Our animal findings are in contrast to results from a recent double-blind, placebo-controlled randomized trial of metformin versus placebo in obese pregnant women. In this trial, compared with placebo, metformin resulted in less maternal weight gain but no significant differences in neonatal birth weight.[16 ] Explanations for this difference may be a lack of control of dietary intake in the clinical trial and effects of other environmental exposures and dietary exposures that were not measured in the trial. Additionally, the trial enrolled women with a body mass index > 35, and thus the metabolic exposure was obesity and not a high-fat diet or excessive GWG.

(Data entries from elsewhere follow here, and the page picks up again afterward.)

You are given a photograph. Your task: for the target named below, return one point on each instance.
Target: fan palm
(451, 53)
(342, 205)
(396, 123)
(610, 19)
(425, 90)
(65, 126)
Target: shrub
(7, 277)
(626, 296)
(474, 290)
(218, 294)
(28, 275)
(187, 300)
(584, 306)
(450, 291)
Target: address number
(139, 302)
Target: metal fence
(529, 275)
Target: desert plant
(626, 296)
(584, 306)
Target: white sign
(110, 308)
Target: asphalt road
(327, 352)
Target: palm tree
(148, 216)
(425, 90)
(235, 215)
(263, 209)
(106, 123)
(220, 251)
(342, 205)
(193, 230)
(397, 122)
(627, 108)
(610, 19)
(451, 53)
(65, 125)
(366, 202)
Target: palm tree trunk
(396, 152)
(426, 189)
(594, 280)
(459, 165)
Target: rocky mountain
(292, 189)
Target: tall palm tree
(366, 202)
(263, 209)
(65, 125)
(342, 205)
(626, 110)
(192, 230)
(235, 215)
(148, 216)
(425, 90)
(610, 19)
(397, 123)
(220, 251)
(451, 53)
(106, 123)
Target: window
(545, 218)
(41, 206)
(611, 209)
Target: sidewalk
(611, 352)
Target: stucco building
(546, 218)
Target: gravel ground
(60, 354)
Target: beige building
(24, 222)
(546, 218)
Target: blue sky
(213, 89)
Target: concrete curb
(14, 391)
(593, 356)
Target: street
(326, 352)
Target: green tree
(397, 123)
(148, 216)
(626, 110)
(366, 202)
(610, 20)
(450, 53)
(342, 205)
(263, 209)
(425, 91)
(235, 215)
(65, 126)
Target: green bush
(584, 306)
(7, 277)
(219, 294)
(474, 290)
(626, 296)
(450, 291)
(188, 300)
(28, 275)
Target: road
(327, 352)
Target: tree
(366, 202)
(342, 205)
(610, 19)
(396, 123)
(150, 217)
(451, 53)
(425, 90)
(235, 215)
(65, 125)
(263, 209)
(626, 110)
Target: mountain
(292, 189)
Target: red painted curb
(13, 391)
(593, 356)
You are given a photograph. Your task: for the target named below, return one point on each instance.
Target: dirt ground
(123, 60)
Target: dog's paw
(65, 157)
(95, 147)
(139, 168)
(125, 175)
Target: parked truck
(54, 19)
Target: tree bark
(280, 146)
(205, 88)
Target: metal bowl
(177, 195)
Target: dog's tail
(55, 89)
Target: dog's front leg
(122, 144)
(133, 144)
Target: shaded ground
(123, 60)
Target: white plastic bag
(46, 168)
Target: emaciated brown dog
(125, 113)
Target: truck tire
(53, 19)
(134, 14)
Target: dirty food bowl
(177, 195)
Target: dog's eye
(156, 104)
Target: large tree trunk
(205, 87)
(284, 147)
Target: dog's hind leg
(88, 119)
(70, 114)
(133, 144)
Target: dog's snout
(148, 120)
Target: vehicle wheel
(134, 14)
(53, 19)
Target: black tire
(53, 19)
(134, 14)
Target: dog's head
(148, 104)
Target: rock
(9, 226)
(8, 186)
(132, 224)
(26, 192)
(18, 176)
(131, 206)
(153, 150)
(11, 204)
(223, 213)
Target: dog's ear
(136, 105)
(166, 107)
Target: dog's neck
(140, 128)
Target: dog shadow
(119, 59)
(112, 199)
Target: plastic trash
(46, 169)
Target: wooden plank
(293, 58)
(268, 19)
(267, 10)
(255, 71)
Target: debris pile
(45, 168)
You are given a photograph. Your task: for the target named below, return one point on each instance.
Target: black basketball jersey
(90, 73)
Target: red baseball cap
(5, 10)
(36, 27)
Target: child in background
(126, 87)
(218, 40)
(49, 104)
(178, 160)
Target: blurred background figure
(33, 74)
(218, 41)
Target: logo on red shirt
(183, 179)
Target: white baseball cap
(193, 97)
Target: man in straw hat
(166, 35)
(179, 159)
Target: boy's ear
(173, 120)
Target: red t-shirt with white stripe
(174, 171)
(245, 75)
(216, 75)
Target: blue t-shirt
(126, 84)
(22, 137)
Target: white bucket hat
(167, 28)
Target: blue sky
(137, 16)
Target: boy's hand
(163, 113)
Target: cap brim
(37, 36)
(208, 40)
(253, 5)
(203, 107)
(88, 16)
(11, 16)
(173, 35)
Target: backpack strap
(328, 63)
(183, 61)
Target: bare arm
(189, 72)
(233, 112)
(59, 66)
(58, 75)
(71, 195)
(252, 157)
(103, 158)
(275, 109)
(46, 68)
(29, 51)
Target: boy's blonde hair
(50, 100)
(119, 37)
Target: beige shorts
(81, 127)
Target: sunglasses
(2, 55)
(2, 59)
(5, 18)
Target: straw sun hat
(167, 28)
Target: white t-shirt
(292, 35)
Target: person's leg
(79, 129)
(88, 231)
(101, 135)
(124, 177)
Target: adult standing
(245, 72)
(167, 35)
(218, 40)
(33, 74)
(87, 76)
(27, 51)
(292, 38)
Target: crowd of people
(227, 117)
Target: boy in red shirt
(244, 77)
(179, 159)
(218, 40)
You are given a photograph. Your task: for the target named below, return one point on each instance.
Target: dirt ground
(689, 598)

Our study has several strengths. We were able to measure the effects of an HFD and metformin in well-timed and characterized pregnancies. The diets that the mice received were standardized. We were also able to demonstrate that an HFD exposure that began at the onset of pregnancy significantly increased dam and fetal weight without the confounding effects of maternal obesity.
The limitations of our study include that it was not a diabetes or obesity model which may have more direct clinical application. This may have limited our ability to detect differences in mTOR signaling as a result of a chronic obesity exposure. In addition, an HFD may affect and activate mTOR signaling differently than a diet high in sugar, protein, or total calories. Finally, the number of dams and placentas from each group (five) may have limited our ability to detect differences in dam weight gain or mTOR signaling as a result of metformin exposure.

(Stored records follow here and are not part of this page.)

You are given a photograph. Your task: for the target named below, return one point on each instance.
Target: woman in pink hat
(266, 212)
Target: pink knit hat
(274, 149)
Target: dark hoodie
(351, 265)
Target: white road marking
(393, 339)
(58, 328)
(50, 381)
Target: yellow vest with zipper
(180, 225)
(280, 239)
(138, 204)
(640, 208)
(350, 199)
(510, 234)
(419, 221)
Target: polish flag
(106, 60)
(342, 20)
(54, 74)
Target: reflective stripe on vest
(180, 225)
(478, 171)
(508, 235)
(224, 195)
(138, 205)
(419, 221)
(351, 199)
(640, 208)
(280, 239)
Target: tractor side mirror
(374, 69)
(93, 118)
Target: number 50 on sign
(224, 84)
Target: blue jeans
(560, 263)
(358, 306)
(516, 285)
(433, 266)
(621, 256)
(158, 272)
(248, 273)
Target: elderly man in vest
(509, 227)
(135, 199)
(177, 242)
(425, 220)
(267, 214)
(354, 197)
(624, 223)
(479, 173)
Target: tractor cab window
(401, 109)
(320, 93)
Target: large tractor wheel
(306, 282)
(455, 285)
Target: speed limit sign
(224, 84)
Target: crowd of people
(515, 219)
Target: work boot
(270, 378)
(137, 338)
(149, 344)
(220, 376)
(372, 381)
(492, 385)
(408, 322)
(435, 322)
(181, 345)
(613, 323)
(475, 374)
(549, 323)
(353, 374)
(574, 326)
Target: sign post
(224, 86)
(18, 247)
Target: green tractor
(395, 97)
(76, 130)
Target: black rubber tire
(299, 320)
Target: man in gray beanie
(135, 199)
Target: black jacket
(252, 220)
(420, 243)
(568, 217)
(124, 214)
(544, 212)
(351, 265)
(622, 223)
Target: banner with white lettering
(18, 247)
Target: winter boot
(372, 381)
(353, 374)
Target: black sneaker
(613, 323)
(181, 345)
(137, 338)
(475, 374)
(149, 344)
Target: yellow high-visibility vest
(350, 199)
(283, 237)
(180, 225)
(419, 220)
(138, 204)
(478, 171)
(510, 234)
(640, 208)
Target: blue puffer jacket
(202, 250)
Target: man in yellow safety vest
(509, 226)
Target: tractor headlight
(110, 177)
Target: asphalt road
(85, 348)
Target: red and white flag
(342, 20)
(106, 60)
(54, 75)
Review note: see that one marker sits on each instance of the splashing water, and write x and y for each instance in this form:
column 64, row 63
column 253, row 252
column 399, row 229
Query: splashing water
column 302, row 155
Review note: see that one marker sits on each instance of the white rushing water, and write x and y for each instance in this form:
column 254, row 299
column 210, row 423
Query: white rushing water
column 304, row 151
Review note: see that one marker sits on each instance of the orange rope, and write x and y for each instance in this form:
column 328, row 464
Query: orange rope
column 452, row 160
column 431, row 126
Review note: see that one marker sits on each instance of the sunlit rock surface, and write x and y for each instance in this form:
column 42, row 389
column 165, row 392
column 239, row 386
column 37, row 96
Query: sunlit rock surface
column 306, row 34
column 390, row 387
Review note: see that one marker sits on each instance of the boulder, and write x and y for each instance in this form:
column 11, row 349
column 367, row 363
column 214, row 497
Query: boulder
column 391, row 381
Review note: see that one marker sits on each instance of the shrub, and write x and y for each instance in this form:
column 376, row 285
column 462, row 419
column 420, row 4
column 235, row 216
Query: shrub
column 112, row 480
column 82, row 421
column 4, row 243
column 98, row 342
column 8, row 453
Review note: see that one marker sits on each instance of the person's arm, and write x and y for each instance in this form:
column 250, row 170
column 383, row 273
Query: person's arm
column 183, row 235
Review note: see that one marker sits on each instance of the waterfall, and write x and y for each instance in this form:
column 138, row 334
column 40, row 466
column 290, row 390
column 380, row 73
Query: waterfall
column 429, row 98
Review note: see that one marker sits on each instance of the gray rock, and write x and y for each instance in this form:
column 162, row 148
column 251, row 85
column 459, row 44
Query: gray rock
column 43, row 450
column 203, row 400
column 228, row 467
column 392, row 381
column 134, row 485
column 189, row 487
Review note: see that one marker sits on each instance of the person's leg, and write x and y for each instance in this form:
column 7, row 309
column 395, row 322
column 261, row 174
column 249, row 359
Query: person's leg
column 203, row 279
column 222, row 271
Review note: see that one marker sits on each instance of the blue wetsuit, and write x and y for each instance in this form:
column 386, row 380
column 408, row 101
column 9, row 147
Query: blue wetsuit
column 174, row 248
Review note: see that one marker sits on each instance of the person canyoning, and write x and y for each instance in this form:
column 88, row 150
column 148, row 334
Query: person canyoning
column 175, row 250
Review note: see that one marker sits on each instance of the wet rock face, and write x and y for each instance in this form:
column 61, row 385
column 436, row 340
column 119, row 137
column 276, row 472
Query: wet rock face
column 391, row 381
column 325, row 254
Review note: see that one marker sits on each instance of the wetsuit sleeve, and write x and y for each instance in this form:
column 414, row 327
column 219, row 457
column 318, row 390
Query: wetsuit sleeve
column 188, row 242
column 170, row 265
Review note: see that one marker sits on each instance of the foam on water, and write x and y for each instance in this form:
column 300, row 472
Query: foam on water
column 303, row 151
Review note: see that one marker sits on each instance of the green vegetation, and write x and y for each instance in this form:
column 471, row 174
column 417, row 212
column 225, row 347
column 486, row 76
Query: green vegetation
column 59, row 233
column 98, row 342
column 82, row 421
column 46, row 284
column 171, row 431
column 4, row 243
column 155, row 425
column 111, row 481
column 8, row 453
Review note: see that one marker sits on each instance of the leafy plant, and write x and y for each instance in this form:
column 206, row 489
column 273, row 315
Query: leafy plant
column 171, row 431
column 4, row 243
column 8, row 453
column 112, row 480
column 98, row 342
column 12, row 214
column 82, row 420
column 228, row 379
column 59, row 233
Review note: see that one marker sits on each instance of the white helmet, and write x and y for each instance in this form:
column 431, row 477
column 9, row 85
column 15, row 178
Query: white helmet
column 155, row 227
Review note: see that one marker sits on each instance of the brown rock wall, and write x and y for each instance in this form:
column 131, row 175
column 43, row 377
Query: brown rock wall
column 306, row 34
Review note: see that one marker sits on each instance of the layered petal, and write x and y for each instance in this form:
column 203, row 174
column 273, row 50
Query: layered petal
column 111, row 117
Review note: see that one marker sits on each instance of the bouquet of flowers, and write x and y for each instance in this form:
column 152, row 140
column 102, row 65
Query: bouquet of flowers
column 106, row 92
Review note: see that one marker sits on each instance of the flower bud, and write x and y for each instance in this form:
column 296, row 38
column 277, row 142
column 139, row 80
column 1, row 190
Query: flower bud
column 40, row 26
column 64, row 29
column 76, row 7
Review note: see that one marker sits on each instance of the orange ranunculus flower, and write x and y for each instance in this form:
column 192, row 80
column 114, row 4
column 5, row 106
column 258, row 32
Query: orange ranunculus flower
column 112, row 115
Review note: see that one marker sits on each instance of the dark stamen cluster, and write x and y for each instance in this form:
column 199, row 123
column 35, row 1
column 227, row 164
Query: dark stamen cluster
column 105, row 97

Metformin is widely prescribed in pregnancy to treat both pre-existing diabetes and gestational diabetes. It is generally thought to be safe but few randomized trials have assessed its short-term and long-term effects on offspring. The possibility that it may augment placental mTOR signaling as a result of different maternal metabolic exposures warrants additional research on its effects in pregnancy.
Conclusion
In conclusion, in our mouse model, placental expression of p-Akt was increased as a result of both HFD and metformin exposures. Among control treatment mice, placental p-S6 expression was similar between CD and HFD-fed mice. However, placental p-S6 expression was decreased in those placentas exposed to both an HFD and metformin, compared with those exposed to HFD alone. This pattern suggests that increases in fetal weight are not associated with increased mTORC1 signaling as a result of the HFD exposure. Among dams exposed to an HFD, however, p-S6 was decreased as a result of metformin exposure. This suggests that metformin inhibition of mTORC1 signaling only occurred in the presence of an HFD exposure. We theorize that in this model, an HFD did not activate mTOR pathway signaling but metformin appears to have inhibited mTOR pathway signaling in the presence of an HFD and, in doing so, reduced fetal weight.[20 ] As the nutrient-sensing capabilities of placental mTOR and its effects on fetal growth continue to be studied, the role that metformin may play as a placental mTOR pathway inhibitor should continue to be explored.